Sentiment classification is a popular technique in natural language processing (NLP). Sentiment classification is referred to as the automated process to identify the opinions of the users from their text and label them as positive, negative, or neutral based on the user-s emotions in their text. Contradictional texts or negation terms also contain valuable information to determine the polarity of the user-s view, and the sentiment analysis ignores such text.
Traditional negation handling techniques are failed to address the user-s contradictional texts accurately. Contextual representation of user-s text helps the sentiment classification to handle the negations without canceling it properly. Contextual representation focuses on a complete analysis of user-s text with its neighborhood and genre information. Contextual information plays a significant role in decision-making for polarity computation. Negation handling for sentiment classification using contextual representation effectively determines the polarity of user-s emotions in their text and improves classification accuracy.
• In natural language processing, sentiment classification has gained far-reaching acceptance in recent years.
• Sentiment classification recognizes and extracts instinctive information of opinion polarity from the text.
• Negation handling is the crucial sub-task in sentiment analysis.
• The inability to precisely resolve the negation effect is one of the core reasons for error in sentiment analysis classification.

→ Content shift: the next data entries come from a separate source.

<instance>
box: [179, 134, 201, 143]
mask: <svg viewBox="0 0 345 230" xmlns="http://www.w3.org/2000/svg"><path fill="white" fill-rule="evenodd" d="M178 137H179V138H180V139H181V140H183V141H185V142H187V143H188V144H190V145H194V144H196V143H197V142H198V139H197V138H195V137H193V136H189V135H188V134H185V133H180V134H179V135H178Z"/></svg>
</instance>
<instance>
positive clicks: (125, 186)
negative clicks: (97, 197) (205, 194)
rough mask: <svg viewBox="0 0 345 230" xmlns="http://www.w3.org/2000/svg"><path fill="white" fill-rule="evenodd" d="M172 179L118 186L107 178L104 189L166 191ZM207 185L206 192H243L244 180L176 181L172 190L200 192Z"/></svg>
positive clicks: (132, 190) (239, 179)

• Contextual representation effectively handles the negation, as the impact hybrid approach with the lexicon model is utilized for sentiment classification.
• Deep learning models are also employed for sentiment analysis to learn complex syntactic features of negation automatically.
• Recently, deep intelligent contextual embedding has been presented based on word representation by encoding representations from the transformer to enhance sentiment classification.